Spanish
Spanish (also known as Castilian) is the most widely spoken of the Romance languages, with an estimated 483 million native speakers in 2019, according to the Instituto Cervantes, and at least 75 million second-language speakers. It is an official language of 20 countries.
The main dialect groups of Spanish are:
- Peninsular Spanish
- Castilian Spanish
- Andalusian Spanish
- Mexican Spanish
- Central American Spanish
- Caribbean Spanish
- Andean Spanish and Pacific Spanish
- Colombian Spanish
- Peruvian Spanish
- Bolivian Spanish
- Chilean Spanish
- Rioplatense Spanish
Historically, and perhaps extremely marginally to this day, there was also Philippine Spanish.
There are a number of other schisms within the Spanish-speaking world that don’t align so neatly with these boundaries:
- Voseo, tuteo, ustedeo
- S-aspiration in Spanish (common in southern Spain, the Caribbean, the Cono Sur, and other parts of coastal South America)
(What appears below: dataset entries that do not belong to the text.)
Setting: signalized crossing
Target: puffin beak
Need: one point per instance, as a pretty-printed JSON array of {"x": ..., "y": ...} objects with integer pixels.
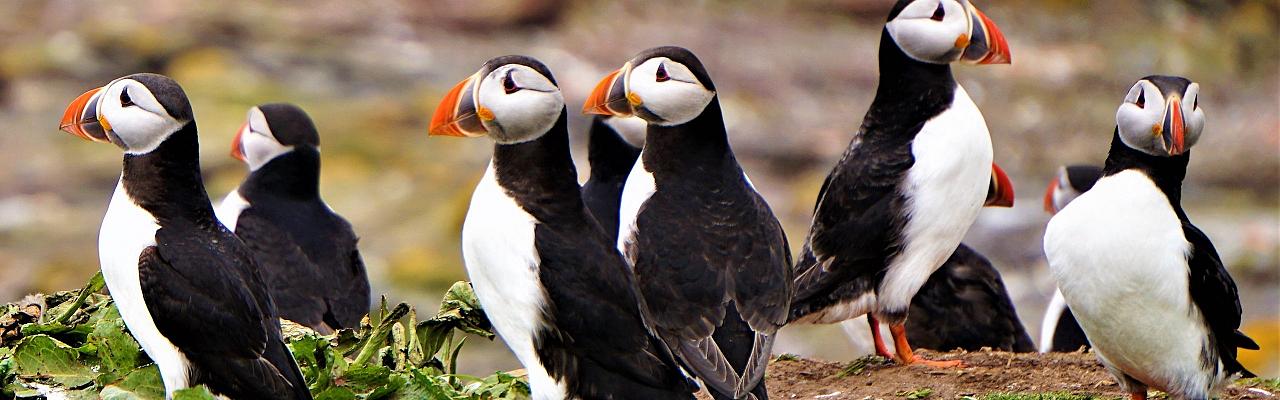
[
  {"x": 458, "y": 114},
  {"x": 611, "y": 98},
  {"x": 1173, "y": 128},
  {"x": 986, "y": 44},
  {"x": 238, "y": 145},
  {"x": 1001, "y": 190},
  {"x": 81, "y": 118},
  {"x": 1048, "y": 198}
]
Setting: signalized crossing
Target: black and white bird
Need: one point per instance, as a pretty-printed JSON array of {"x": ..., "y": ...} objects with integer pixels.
[
  {"x": 188, "y": 290},
  {"x": 1146, "y": 285},
  {"x": 708, "y": 253},
  {"x": 1059, "y": 330},
  {"x": 307, "y": 253},
  {"x": 547, "y": 275},
  {"x": 611, "y": 158},
  {"x": 913, "y": 180}
]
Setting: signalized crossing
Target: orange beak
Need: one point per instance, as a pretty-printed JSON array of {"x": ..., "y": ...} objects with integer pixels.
[
  {"x": 81, "y": 118},
  {"x": 1001, "y": 190},
  {"x": 1174, "y": 128},
  {"x": 609, "y": 96},
  {"x": 458, "y": 113},
  {"x": 238, "y": 145},
  {"x": 987, "y": 44}
]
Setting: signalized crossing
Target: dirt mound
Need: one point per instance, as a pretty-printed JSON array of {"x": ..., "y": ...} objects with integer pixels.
[{"x": 1069, "y": 376}]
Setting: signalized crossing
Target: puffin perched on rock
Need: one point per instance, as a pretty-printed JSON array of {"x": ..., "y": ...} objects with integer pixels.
[
  {"x": 307, "y": 251},
  {"x": 1146, "y": 285},
  {"x": 547, "y": 275},
  {"x": 708, "y": 253},
  {"x": 913, "y": 180},
  {"x": 188, "y": 290},
  {"x": 1059, "y": 330}
]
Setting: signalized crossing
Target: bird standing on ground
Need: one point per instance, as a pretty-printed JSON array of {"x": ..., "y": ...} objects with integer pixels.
[
  {"x": 307, "y": 253},
  {"x": 544, "y": 271},
  {"x": 711, "y": 258},
  {"x": 188, "y": 290},
  {"x": 910, "y": 182},
  {"x": 1059, "y": 331},
  {"x": 1146, "y": 285}
]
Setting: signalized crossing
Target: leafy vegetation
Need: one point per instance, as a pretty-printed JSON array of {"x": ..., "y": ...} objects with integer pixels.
[{"x": 74, "y": 345}]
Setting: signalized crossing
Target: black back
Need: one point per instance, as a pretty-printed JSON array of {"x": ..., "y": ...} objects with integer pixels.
[
  {"x": 1210, "y": 285},
  {"x": 307, "y": 253},
  {"x": 859, "y": 217},
  {"x": 611, "y": 158},
  {"x": 964, "y": 305},
  {"x": 594, "y": 339},
  {"x": 200, "y": 282}
]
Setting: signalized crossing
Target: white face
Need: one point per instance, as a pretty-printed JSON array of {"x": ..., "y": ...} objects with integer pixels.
[
  {"x": 517, "y": 104},
  {"x": 932, "y": 31},
  {"x": 136, "y": 117},
  {"x": 257, "y": 141},
  {"x": 667, "y": 90},
  {"x": 1143, "y": 112}
]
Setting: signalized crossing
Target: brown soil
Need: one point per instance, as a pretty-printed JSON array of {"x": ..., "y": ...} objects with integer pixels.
[{"x": 984, "y": 372}]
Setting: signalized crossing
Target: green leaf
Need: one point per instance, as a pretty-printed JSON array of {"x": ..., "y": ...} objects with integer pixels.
[
  {"x": 44, "y": 358},
  {"x": 142, "y": 383}
]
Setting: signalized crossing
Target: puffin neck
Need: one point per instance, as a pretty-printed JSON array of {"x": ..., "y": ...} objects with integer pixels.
[
  {"x": 539, "y": 172},
  {"x": 293, "y": 175},
  {"x": 1168, "y": 172},
  {"x": 167, "y": 181},
  {"x": 702, "y": 140}
]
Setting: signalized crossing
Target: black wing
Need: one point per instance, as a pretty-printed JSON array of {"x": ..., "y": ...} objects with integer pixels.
[
  {"x": 964, "y": 305},
  {"x": 1215, "y": 294},
  {"x": 856, "y": 225},
  {"x": 597, "y": 339},
  {"x": 202, "y": 289}
]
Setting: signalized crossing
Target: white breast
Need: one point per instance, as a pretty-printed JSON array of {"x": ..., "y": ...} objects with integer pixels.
[
  {"x": 1119, "y": 257},
  {"x": 638, "y": 190},
  {"x": 228, "y": 210},
  {"x": 127, "y": 230},
  {"x": 946, "y": 187},
  {"x": 502, "y": 263}
]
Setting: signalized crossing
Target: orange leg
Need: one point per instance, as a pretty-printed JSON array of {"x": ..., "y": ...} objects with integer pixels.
[
  {"x": 880, "y": 341},
  {"x": 906, "y": 357}
]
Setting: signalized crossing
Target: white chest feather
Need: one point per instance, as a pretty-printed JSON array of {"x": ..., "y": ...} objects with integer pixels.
[
  {"x": 946, "y": 187},
  {"x": 502, "y": 263},
  {"x": 228, "y": 210},
  {"x": 127, "y": 230},
  {"x": 638, "y": 190},
  {"x": 1119, "y": 257}
]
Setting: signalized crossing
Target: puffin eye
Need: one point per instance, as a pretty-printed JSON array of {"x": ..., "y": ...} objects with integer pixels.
[
  {"x": 938, "y": 13},
  {"x": 508, "y": 85},
  {"x": 124, "y": 98}
]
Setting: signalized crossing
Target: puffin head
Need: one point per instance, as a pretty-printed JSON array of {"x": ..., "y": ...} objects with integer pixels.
[
  {"x": 946, "y": 31},
  {"x": 270, "y": 131},
  {"x": 1161, "y": 116},
  {"x": 512, "y": 99},
  {"x": 1069, "y": 183},
  {"x": 664, "y": 86},
  {"x": 137, "y": 112}
]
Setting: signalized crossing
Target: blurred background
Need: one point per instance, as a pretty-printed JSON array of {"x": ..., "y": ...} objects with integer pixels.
[{"x": 795, "y": 78}]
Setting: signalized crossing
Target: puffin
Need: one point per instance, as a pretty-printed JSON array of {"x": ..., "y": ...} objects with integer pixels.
[
  {"x": 709, "y": 255},
  {"x": 1059, "y": 330},
  {"x": 1146, "y": 285},
  {"x": 910, "y": 182},
  {"x": 307, "y": 253},
  {"x": 611, "y": 158},
  {"x": 964, "y": 304},
  {"x": 187, "y": 289},
  {"x": 545, "y": 272}
]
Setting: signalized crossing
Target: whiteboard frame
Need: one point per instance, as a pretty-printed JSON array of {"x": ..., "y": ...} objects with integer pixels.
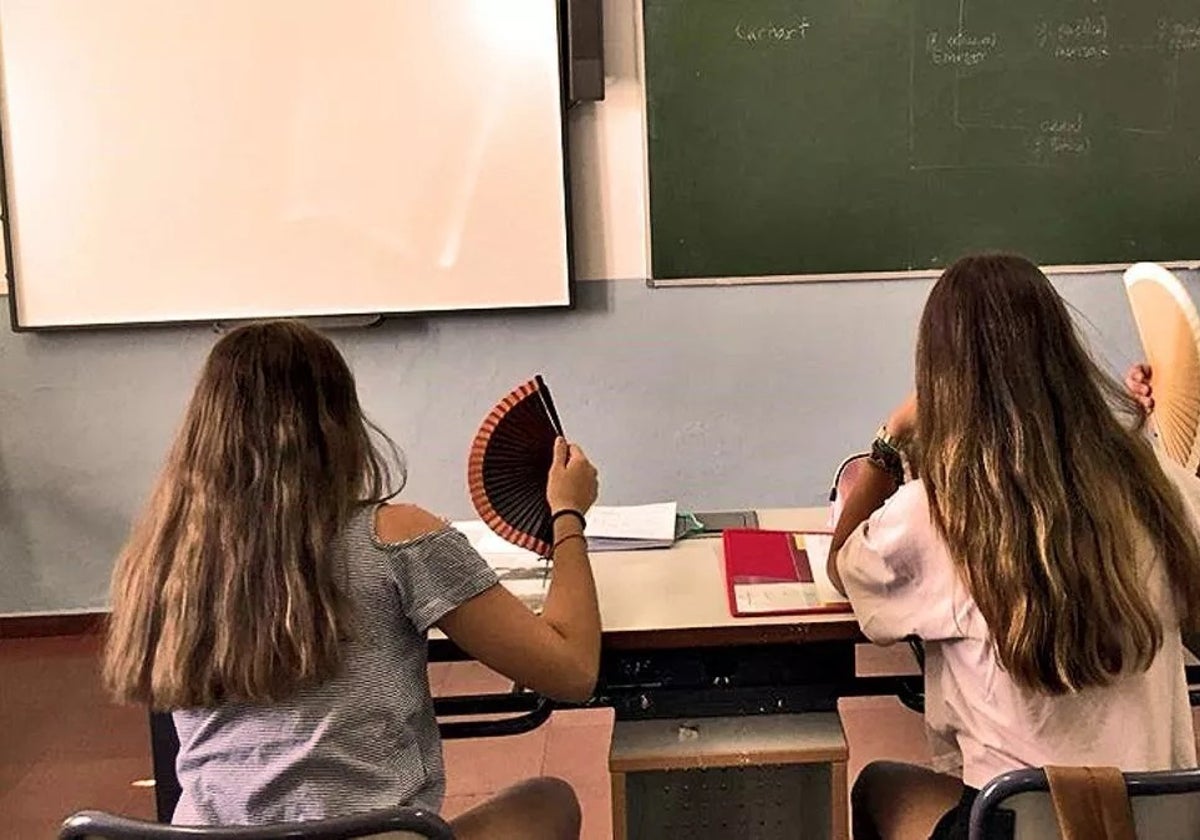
[{"x": 371, "y": 317}]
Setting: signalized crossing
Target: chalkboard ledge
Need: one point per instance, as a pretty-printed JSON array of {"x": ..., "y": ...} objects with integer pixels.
[{"x": 873, "y": 276}]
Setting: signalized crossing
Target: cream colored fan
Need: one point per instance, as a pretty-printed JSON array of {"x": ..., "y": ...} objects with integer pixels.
[{"x": 1170, "y": 335}]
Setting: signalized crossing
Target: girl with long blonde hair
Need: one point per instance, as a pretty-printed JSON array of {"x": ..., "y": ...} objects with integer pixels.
[
  {"x": 1044, "y": 553},
  {"x": 277, "y": 605}
]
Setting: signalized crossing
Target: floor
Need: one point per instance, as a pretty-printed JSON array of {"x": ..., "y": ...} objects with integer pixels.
[{"x": 64, "y": 747}]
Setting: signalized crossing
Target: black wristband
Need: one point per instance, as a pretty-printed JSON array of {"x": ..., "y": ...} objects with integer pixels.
[{"x": 569, "y": 511}]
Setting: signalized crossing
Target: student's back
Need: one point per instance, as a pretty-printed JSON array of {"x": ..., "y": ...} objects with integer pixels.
[
  {"x": 981, "y": 720},
  {"x": 274, "y": 601},
  {"x": 361, "y": 741},
  {"x": 1042, "y": 553}
]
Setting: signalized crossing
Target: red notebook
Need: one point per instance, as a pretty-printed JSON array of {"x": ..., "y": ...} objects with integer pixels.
[{"x": 778, "y": 573}]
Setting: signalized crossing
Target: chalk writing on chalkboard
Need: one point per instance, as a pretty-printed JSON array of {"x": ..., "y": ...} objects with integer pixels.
[
  {"x": 773, "y": 33},
  {"x": 961, "y": 48},
  {"x": 1080, "y": 40}
]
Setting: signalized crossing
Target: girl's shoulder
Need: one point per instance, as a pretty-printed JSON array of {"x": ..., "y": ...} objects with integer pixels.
[{"x": 395, "y": 523}]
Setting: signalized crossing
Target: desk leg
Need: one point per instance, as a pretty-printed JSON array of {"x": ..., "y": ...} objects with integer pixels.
[
  {"x": 619, "y": 814},
  {"x": 839, "y": 802},
  {"x": 163, "y": 749}
]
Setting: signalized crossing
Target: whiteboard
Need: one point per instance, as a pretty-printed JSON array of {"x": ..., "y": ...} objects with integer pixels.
[{"x": 198, "y": 160}]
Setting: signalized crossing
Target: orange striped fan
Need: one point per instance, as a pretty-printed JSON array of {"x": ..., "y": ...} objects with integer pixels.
[
  {"x": 509, "y": 467},
  {"x": 1170, "y": 335}
]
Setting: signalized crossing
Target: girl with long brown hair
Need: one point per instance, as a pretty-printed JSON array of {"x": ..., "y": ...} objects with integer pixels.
[
  {"x": 275, "y": 601},
  {"x": 1044, "y": 553}
]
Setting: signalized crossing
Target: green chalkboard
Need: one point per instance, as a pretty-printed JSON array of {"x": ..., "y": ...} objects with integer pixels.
[{"x": 791, "y": 137}]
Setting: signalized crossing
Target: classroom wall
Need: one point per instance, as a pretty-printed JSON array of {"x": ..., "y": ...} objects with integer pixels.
[{"x": 712, "y": 396}]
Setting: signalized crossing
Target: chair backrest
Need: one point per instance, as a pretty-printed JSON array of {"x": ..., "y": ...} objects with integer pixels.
[
  {"x": 393, "y": 823},
  {"x": 1165, "y": 807}
]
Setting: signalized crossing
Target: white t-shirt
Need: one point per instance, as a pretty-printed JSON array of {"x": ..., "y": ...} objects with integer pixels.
[{"x": 901, "y": 582}]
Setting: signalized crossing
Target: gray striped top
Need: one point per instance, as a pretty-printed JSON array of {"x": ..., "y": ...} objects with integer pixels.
[{"x": 365, "y": 739}]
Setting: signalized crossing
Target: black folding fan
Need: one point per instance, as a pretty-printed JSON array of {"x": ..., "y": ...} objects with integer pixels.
[{"x": 509, "y": 467}]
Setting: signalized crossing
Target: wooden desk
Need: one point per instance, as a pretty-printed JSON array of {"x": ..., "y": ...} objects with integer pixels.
[{"x": 677, "y": 598}]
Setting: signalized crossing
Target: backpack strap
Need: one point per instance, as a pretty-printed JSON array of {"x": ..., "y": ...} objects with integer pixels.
[{"x": 1091, "y": 803}]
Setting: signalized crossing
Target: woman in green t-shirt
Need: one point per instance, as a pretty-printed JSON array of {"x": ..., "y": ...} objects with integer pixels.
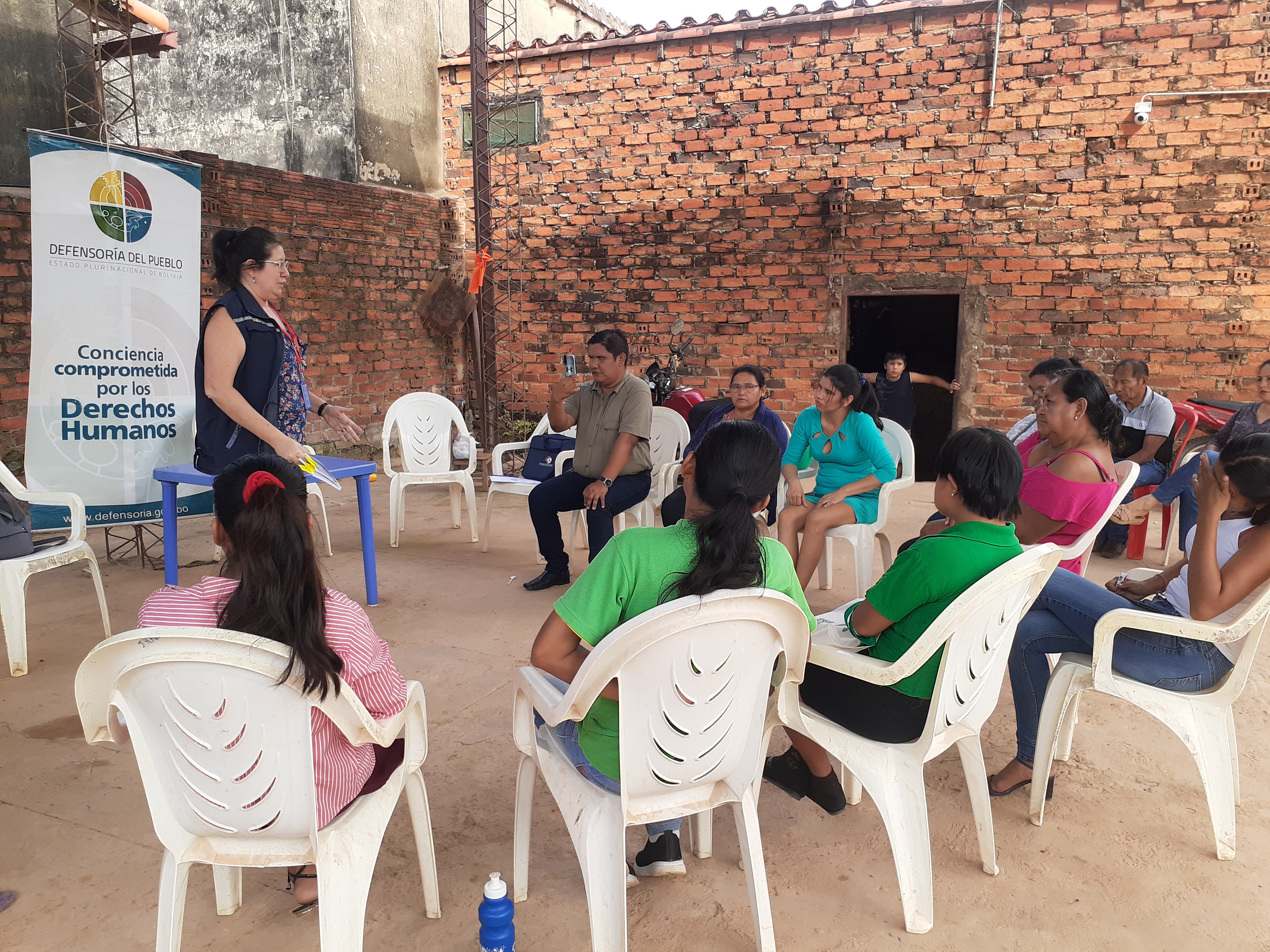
[
  {"x": 978, "y": 475},
  {"x": 717, "y": 546}
]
- Yeísmo and lleísmo (and variations in the pronunciation of the ⟨ll⟩ digraph, whether merged or not with ⟨y⟩)
I started learning Spanish when I started at university, and I persisted with it so long that I ended up making Spanish Studies my major (and did an honours year too!). I’ve continued to work at it, incrementally, in the years since then, although I have to admit I’ve done a lot more reading than writing, speaking or listening. By the CEFR scale, I would estimate my reading ability to be C1 level (I can read novels, and back during my honours year I read a looooot of academic papers in Spanish), my writing to be B2, but my speaking and listening to be B1. I find it a lot easier to chat to people whose accents don’t aspirate ⟨s⟩ than people whose accents do 😛 I also feel I have a much larger passive vocabulary than active, so (if I understand the accent) I can understand more than I can say, at least fluently/off the cuff.